What's the etiquette when the officiant doesn't show up on time?
1) Make sure that your planner can
perform ceremonies in an emergency.
2) Make sure that your planner has his cell number (Of course, this is Wedding 101)
3) Make sure that your planner has back up officiants.
4) Make sure that ceremony start time is confirmed. If you've signed a contract early on, double check to make sure that your officiant has the correct start time and that he/she will arrive at least 30 minutes prior to ceremony.
I had an Officiant who was late a few weeks ago... a first for Swellegant.
He was 10 minutes late and I was calm, cool, and collected on the outside. Inside, I was on to Plan B. We had planned an elegant wedding, with incredible vendors in place. The ONLY vendor who wasn't on my preferred list was the Officiant, of course. So, thankfully, Plan B was in place and my team handled it well, even though we didn't have to implement it.

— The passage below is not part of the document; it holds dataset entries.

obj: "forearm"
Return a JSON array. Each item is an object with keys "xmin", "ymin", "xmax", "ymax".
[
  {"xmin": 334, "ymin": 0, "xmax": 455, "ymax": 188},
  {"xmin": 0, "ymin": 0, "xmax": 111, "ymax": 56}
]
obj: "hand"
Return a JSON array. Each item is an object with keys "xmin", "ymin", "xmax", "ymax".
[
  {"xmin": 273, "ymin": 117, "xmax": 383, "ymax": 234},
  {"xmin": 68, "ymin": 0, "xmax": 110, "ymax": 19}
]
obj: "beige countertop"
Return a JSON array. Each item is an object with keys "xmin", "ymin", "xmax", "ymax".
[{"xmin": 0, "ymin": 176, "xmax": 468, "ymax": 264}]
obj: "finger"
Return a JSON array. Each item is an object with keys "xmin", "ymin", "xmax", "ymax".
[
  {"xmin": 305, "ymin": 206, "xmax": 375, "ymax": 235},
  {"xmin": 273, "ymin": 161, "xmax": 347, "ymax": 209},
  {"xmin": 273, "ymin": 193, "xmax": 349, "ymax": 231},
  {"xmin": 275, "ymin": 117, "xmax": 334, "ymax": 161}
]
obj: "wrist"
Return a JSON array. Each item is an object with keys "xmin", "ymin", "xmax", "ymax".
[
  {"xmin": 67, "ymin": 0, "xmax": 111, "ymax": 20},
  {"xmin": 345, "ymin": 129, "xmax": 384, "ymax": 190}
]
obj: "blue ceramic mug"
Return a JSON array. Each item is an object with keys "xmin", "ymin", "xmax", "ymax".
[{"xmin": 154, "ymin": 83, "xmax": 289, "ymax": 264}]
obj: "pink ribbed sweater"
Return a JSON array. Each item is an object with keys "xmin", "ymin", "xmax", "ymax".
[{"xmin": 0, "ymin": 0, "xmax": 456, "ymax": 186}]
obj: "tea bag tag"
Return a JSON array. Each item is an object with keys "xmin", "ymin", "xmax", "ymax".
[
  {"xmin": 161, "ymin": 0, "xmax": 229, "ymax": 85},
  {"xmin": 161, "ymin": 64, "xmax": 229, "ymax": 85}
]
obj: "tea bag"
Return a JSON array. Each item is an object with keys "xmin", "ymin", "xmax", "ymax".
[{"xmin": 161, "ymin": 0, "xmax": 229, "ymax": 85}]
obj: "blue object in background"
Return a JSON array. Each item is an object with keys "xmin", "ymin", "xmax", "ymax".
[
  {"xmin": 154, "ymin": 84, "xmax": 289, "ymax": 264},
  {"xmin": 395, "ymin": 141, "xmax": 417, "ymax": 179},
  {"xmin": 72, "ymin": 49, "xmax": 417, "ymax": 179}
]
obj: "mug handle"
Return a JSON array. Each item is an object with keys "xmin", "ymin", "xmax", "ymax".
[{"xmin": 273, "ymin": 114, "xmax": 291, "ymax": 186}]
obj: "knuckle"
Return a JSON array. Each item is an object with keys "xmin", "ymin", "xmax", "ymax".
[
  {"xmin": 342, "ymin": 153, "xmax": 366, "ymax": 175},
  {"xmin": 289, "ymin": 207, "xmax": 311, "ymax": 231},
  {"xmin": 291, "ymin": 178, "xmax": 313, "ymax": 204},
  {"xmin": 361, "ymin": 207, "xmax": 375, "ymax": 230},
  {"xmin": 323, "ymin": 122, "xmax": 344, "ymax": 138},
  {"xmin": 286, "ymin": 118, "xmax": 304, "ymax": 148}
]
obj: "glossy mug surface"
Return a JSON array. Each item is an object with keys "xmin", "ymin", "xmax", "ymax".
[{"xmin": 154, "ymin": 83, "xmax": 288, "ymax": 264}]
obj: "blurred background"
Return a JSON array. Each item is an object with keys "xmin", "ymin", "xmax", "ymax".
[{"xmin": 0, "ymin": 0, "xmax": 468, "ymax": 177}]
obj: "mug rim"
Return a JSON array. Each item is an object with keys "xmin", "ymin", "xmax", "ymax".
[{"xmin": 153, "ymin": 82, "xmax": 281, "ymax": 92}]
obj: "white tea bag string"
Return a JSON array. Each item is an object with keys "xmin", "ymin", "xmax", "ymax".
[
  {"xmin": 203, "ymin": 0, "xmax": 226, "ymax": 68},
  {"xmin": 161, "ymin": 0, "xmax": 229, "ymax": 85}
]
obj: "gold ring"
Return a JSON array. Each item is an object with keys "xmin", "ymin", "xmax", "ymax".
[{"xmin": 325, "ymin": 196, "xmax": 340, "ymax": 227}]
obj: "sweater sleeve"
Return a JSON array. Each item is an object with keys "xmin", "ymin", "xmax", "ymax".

Special thanks to my wedding coordinator friends (KJ, GM, and JK ) who answered my 411 calls from the wedding location. Even though I'm actually "Legal" to perform ceremonies in California, I have ZERO interest in doing so.... your officiant is personally YOURS.
The wedding ceremony went beautifully, and no one, including the Bride and Groom, family, and guests even knew that he was late. I did have a quiet conversation with that officiant after the ceremony was complete. I know that telling him I wanted to pinch his ear HARD because he didn't call me to let me know he was going to be late was bad etiquette. I didn't care.
After that wedding, I consulted Emily Post 1957 and Peggy Post 2006 again, to see what they had to say about hiring vendors. (Although, when the Officiant wasn't there as scheduled, Emily and Peggy weren't standing next to me, but I thought of their grace) Sorry, I digress.
Here's what Peggy and Emily Post have to say about the folks you hire:
LOVE love love what Emily says about employees. "It stands to reason that one may expect more nearly perfect service from a Specialist than from one whose functions are multiple. There is an inexplicable tendency, in this country certainly, for working people in general to look upon ....service as an unworthy ...degrading vocation. However, it is the highest form of service."
Peggy Post, in her 2006 Wedding Etiquette book, comments about different vendors and offers checklists for choosing your vendors... super helpful!
Natalie's thoughts? Hire the very best vendors that you can afford, and let your Planner be the Director of the show.